Factors affecting cycling life of LiNi0.8Co0.15Al0.05O2 for lithium-ion batteries

Abstract

Factors affecting the cycling life of cylindrical lithium-ion batteries of LiNi_0.8Co_0.15Al_0.05O₂ (NCA) with graphite were examined in terms of the rechargeable capacity and polarization of NCA derivatives of Li_zNi_0.8Co_0.15Al_0.05O_2−δ (0.8 ≤ z ≤ 1.05). NCA derivatives with rock-salt domains in the structure were prepared by a co-precipitation method and the structures of [Li_1−yNi_y]^3(b)[Ni,Co,Al]^3(a)O₂^6(c) based on a space group of Rm were refined by a Rietveld method of the XRD patterns. The electrochemical reactivity of the NCA derivatives with rock-salt domains was examined in non-aqueous lithium cells, and it was found that the rechargeable capacities (Q) of the samples decrease linearly as the amount of rock-salt domain (y) increases.
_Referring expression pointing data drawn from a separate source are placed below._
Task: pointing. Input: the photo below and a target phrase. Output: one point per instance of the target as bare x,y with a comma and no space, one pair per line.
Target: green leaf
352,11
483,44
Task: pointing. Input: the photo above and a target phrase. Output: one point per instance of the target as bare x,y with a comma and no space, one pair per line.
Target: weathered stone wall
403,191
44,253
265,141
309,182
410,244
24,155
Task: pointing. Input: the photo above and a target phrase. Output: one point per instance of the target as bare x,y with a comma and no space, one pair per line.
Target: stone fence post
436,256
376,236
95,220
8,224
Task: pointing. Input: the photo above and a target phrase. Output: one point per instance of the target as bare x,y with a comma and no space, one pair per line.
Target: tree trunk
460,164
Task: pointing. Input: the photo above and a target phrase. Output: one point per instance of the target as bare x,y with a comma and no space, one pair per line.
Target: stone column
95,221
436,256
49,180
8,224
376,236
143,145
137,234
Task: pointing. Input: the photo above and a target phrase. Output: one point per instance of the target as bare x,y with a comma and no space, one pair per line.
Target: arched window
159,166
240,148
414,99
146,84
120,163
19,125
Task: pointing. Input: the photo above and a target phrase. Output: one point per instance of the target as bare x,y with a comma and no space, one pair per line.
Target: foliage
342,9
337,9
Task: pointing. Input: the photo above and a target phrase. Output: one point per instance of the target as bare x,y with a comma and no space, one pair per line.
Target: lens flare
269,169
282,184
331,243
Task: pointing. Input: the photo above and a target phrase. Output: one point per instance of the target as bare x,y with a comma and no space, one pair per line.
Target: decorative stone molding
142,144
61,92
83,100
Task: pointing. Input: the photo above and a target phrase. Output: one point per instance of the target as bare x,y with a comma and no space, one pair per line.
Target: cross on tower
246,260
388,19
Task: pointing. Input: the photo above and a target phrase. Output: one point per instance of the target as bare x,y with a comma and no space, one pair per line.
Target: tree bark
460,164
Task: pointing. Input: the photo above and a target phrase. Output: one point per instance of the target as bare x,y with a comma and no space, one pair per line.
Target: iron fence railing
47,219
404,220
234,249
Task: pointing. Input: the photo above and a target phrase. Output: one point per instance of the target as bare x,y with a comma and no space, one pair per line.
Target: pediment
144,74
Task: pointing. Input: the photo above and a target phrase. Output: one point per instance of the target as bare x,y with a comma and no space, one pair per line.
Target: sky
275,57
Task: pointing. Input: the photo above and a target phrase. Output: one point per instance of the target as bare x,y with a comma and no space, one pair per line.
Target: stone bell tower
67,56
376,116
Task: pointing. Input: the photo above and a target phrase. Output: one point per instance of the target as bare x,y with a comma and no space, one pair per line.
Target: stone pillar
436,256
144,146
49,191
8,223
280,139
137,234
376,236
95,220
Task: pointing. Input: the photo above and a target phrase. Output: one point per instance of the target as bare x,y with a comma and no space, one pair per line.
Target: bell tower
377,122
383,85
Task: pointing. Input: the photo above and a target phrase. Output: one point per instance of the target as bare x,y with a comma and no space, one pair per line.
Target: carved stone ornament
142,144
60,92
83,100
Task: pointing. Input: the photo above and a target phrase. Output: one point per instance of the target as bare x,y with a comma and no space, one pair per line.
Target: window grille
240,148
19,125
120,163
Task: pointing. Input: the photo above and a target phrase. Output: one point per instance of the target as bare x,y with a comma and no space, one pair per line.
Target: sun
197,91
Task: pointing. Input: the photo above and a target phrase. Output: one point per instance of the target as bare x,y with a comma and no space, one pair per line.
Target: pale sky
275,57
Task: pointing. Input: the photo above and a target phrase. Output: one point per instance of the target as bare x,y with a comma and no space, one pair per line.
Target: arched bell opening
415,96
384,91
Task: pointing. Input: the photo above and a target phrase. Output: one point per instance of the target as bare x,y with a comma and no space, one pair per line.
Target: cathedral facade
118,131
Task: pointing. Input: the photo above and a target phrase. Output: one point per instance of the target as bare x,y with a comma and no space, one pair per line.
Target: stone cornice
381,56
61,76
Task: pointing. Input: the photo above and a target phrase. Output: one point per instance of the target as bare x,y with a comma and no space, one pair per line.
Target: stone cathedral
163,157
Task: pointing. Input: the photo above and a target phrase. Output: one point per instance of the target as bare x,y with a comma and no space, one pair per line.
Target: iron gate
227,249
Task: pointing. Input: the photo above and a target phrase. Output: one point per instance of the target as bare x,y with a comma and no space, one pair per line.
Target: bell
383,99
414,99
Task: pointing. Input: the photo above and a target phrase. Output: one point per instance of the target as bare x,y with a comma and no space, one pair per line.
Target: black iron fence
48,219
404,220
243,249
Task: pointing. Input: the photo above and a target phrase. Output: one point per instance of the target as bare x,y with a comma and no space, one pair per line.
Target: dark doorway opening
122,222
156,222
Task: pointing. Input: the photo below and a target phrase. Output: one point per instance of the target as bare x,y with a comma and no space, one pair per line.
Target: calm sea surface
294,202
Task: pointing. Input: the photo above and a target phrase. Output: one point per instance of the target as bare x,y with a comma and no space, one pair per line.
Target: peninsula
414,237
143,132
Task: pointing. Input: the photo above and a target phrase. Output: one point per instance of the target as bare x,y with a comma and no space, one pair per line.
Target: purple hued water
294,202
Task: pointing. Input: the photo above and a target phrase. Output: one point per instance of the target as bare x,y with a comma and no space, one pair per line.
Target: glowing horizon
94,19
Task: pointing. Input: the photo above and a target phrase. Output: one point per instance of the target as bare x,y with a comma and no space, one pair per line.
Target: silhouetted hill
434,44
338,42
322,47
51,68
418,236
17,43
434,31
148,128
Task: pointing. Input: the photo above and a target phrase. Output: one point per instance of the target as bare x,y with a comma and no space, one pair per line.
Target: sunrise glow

An empirical relation is obtained to be Q = 181.4 − 725.5y in which Q reaches zero at y = 0.25, which is derived from not only the capacity loss owing to inactive rock-salt domains but also the polarization increase. The galvanostatic intermittent titration technique (GITT) measurement told us that polarization of NCA derivatives increases when the amount of rock-salt domains is above 2%, i.e., y > 0.02, and such a relation is remarkable in the lithium insertion direction into the structure, which is ascribed to slow lithium ion mobility due to nickel ions in the lithium layers. The NCA derivatives with increased rock-salt domains of above 2% deteriorate rapidly in non-aqueous lithium cells upon charge and discharge cycles, which is ascribed to the cumulative increase in polarization during charge and discharge. An extended cycling test for cylindrical lithium-ion batteries of the NCA derivatives with a graphite negative electrode at elevated temperature was performed and the quantitative relation is discussed thereof.